This information is reproduced courtesy of Vivitek
DLP® Chip Technology
DLP chipset-based projectors produce vivid images with digital clarity and precision. The DLP chip uses millions of tiny mirrors to reflect all the colours of visible light to project a digital image onto a screen. DLP technology delivers high contrast ratios and minimizes the gaps between pixels for bright, sharp pictures.
Since the light is reflected off of the mirrors, DLP projectors retain color accuracy and deliver stunning images onto the screen. Most DLP projectors are designed to be filter-free, which means lower maintenance and operating costs over time.
BrilliantColor from Texas Instruments is a multi-color processing technology that produces vibrant images. BrilliantColor technology uses up to six colors, instead of just the three primary colours, red, green and blue, to improve colour accuracy and brightens secondary colours.
This results in a new level of colour performance that increases the brightness of the colors by up to 50% over DLP projectors without BrilliantColor for accurate, true-to-life images.
Edge Blending Technology
Edge blending is when two or more projectors are used to create a larger canvas with higher resolution on which the image will immerse audiences. The application can be used for anything from digital signage to simulations to extreme entertainment. Edge blending utilises projectors with good optics, colour reproduction and brightness uniformity, as well as good black levels for high-resolution displays.
Theoretically, there could be an infinite number of projectors lined up both vertically and horizontally taking full advantage of edge blending. Depending on the applications, the projectors can be placed side-by-side or top-to-bottom, then by overlapping the borders and using specific test patterns to align the images.
This is all done with the projectors' software and optical tuning features. The result will be an impressive and extreme picture.
This information is reproduced courtesy of Christie
Liquid-crystal display (LCD) technology has come a long way from its humble beginnings back in the early 1970s when it first appeared in calculators and digital watches. Today, LCD technology has blossomed into a dominant technology for all types of displays, and in particular, projection.
Smaller, better, faster, cheaper.
Lumen levels and screen resolution continue to expand. Application versatility and performance reliability is now a standard order. Over the past 25 years, this simultaneous progression has become the accepted standard in LCD projection.

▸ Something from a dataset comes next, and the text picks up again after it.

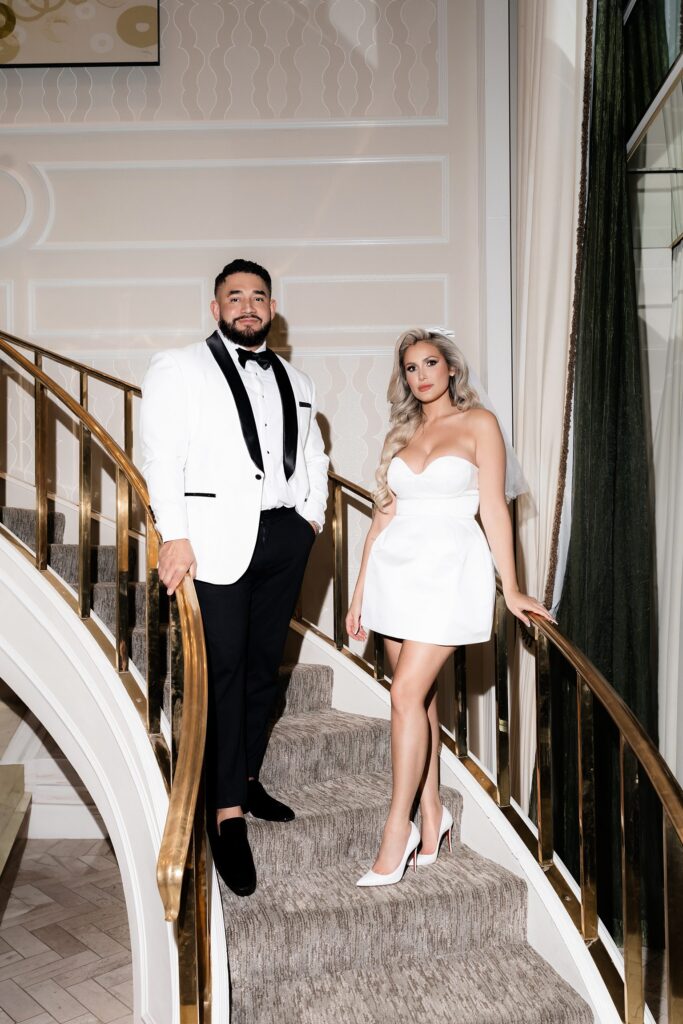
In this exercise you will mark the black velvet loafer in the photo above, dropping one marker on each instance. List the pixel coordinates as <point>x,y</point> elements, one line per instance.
<point>232,856</point>
<point>262,805</point>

LCD technology progress includes powerful processing capability that provides amazing image quality and performance. Screen refresh rates that used to be measured in seconds are now calculated in milliseconds. And overall cost of ownership makes an LCD a very affordable, reliable option.
Laser phosphor projection
Laser phosphor is a lampless projection illumination platform that uses blue laser diodes as the primary light source. To generate the three primary colors – red, blue, green – the blue light from the laser diodes shines onto a spinning wheel that is coated in a phosphor compound.
The blue light excites the phosphor, emitting yellow light. The yellow light is then segmented using dichroic coatings to create red and green light while the blue light component directly passes through a diffusion segment in the phosphor wheel.
In some cases, designs can include one wavelength of low-cost blue laser diodes to excite the phosphor wheel and a different wavelength of blue laser diodes to inject directly into the optical path. The projector then sends the separated red, green and blue colors onto an imaging surface, such as a DLP® chip, which then sends the light through a lens and onto the projection screen.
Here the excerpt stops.